Recently I have successfully set up HAProxy as a reverse proxy service on a network based on this tutorial:
https://forum.opnsense.org/index.php?topic=23339.msg110962#msg110962

After a little testing it turned out the Synology NAS running on the network as a server thinks that every incoming connection through the proxy is coming from the proxy itself. The DSM UI has a Connections widget that allows the admin to keep an eye on the currently active connections and their corresponding client IPs. By default this shows that every connection is coming from the proxy, however by adding the HAProxy's IP address to the "Trusted Proxies" in the Control Panel > Security window in DSM these connections will be displaying the actual client IP addresses.

This on its own is fantastic, but apparently does not serve as a solution to the core of the problem. In order to establish a connection between the client and the Synology, the proxy must be allowed in the Synology's firewall. As it appears even though the client IP is passed on properly, the connection itself is made through the proxy's IP address. Even if the original client's IP is specifically blocked inside Synology, through the the proxy it is allowed to connect to every service the proxy is allowed to. As soon as the proxy is denied, nothing else is able to connect via the proxy.
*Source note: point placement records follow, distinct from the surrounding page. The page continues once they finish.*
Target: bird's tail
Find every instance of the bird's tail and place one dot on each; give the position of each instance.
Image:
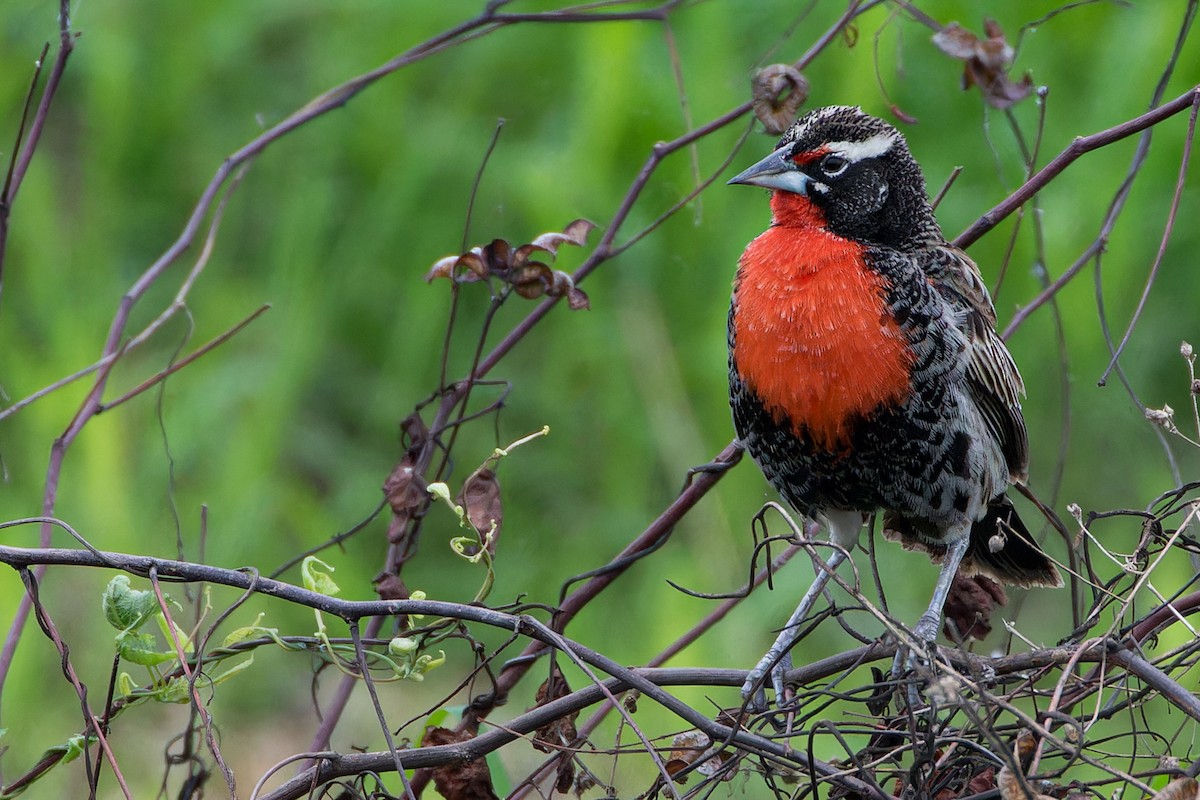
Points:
(1003, 549)
(1001, 546)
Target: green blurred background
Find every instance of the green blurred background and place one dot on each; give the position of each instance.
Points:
(287, 432)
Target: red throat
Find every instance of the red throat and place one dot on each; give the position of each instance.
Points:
(813, 336)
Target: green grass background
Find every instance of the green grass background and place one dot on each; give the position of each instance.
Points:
(287, 432)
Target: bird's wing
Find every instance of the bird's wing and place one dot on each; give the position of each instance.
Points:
(993, 378)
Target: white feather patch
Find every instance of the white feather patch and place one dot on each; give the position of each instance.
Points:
(856, 151)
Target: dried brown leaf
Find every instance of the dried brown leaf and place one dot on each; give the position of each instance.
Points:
(577, 300)
(957, 42)
(687, 750)
(521, 254)
(498, 259)
(406, 493)
(443, 268)
(778, 91)
(391, 587)
(565, 779)
(987, 62)
(981, 782)
(1181, 788)
(1013, 786)
(471, 266)
(970, 605)
(558, 733)
(480, 498)
(575, 233)
(460, 780)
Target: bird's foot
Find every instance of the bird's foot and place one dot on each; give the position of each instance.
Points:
(911, 665)
(754, 691)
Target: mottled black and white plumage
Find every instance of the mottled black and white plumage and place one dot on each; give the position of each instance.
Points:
(865, 371)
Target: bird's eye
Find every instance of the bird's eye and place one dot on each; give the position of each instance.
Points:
(833, 164)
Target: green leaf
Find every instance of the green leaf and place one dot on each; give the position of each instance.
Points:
(126, 608)
(250, 632)
(220, 678)
(76, 746)
(184, 639)
(315, 579)
(175, 691)
(142, 649)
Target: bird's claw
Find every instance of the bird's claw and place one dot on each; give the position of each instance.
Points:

This makes sense to me from what I understand about the basic principles of using a proxy, however I'm hoping people have found a solution to this. Please let me know if there is hope here as it's important for my use case to be using the Synology's Firewall to restrict connections.

Thank you




bartjsmit:
A solution for web traffic is X-Forwarded-For https://en.wikipedia.org/wiki/X-Forwarded-For

HA Proxy supports it: https://www.haproxy.com/documentation/hapee/latest/load-balancing/client-ip-preservation/add-x-forward-for-header/

No such luck with Synology apparently: https://community.synology.com/enu/forum/68/post/150860 but an interesting angle on using cloudflared tunnels: https://github.com/cloudflare/cloudflared/

Any mileage in a VPN to restrict access to your NAS?

Bart...

guest36292:
Thank you for looking into this.

HAProxy does have the X-Forwarded-For header turned on as "option forwardfor" in my setup and if the NAS has the appropriate settings configured for the trusted proxies, the correct client IPs will appear in the logs of the Synology, but the firewall ignores that. As it seems this is due to the firewall not minding what is coming in but where it is coming from. It is by design as far as my freshly gained understanding of the principles networking is correct.

I do have Wireguard running on OPNSense which is my current solution to allow external access, but it's very clunky to set up and I don't find it the perfect solution for my use case. I did test the Cloudflare tunnel before on the Synology Docker but didn't like the fact that all my traffic to the host would go through the tunnel. Though, I might end up resorting to it to enable external access for 3rd parties. Could work in collaboration with Wireguard.

RamSense:
Have you tried to use Nginx reverse proxy instead of HAProxy to see if it makes a difference?